Kiner’s lawsuit underscores what many in Shelby County have long suspected: that public office has been converted into private leverage. In a city grappling with generational poverty and institutional inequity, the misuse of federal ARPA funds and public ordinances becomes not just criminal financial malpractice, but a betrayal of public trust.

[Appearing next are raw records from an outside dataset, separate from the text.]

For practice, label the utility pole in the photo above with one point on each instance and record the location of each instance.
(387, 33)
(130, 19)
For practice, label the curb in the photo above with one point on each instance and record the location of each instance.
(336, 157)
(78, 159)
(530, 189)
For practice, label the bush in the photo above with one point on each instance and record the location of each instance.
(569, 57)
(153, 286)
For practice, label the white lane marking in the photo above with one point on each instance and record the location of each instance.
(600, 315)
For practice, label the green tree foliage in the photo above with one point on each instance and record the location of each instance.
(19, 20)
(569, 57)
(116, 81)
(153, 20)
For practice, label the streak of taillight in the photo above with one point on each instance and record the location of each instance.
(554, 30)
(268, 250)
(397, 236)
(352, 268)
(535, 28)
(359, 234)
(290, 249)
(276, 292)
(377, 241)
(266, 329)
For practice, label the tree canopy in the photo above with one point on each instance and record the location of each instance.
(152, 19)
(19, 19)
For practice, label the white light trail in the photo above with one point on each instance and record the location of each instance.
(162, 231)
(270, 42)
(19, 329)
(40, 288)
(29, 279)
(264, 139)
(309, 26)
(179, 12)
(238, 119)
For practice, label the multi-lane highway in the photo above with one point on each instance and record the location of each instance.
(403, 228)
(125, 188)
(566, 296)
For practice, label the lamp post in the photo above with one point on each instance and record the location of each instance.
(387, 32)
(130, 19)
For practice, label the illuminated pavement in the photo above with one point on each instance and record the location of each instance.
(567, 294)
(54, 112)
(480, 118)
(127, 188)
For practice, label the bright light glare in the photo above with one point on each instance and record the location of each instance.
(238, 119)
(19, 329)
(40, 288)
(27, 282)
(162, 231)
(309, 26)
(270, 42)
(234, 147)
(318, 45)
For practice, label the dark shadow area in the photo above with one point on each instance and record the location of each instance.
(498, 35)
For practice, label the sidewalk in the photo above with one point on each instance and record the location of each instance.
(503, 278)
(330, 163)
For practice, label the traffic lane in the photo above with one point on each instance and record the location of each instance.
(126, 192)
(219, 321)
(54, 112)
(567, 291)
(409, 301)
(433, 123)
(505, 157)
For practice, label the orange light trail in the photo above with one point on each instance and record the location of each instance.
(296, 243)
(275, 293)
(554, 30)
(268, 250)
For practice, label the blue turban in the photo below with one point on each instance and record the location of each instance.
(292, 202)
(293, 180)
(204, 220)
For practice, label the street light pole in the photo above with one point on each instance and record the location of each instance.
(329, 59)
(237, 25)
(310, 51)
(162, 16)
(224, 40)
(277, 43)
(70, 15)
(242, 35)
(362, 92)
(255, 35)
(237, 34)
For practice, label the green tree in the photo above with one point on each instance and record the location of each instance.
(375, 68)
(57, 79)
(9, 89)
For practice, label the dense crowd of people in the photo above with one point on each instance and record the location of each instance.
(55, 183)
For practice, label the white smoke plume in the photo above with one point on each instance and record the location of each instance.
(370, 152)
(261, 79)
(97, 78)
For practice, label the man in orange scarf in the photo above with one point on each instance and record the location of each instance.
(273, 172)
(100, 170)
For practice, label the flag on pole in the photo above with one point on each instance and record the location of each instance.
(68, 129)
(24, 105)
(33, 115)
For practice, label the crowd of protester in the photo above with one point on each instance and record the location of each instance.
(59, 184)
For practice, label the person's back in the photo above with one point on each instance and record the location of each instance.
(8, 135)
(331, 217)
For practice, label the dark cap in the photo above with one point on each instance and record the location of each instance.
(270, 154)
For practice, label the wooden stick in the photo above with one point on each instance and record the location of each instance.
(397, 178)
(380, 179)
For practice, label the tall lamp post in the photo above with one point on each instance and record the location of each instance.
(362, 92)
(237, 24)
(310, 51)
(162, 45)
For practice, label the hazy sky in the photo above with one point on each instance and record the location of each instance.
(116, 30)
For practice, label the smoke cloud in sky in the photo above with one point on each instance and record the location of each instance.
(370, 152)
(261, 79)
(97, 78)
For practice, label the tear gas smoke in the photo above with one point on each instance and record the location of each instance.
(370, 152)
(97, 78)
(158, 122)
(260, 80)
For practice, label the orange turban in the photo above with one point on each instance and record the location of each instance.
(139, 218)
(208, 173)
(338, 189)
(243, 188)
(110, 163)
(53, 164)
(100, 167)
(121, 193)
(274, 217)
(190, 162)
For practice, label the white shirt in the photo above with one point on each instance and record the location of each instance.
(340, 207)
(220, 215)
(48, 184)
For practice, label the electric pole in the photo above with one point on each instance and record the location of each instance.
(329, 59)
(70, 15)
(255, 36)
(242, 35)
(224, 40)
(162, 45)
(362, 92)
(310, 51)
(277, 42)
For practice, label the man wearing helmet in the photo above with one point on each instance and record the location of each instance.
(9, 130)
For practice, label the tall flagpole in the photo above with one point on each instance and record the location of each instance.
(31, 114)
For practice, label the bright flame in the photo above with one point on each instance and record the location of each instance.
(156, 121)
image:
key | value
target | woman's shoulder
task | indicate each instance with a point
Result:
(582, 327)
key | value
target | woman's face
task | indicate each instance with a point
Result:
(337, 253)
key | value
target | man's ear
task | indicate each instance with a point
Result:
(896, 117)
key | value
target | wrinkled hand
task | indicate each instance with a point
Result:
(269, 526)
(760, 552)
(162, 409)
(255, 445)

The National Implication Lens
While rooted in Memphis, Kiner’s suit resonates far beyond Tennessee. It taps into a bi-partisan national conversation about how public funds are distributed, who benefits, and what happens when political machines are left unchallenged. As similar dynamics unfold in cities across America, this case may serve as a legal blueprint for how to confront entrenched local corruption using the very tools designed to dismantle organized crime.
Impact On Shelby County
With federal indictments, falsified ordinances, and political donations tied to policy outcomes, Rev. Dr. Gerald Kiner’s RICO lawsuit could become the opening salvo in a broader reckoning. If successful, it won’t just expose corruption—it may force a redesign of how power, contracts, and public trust are negotiated in Shelby County. The question now is no longer whether corruption exists—but whether the system can finally be forced to confront it.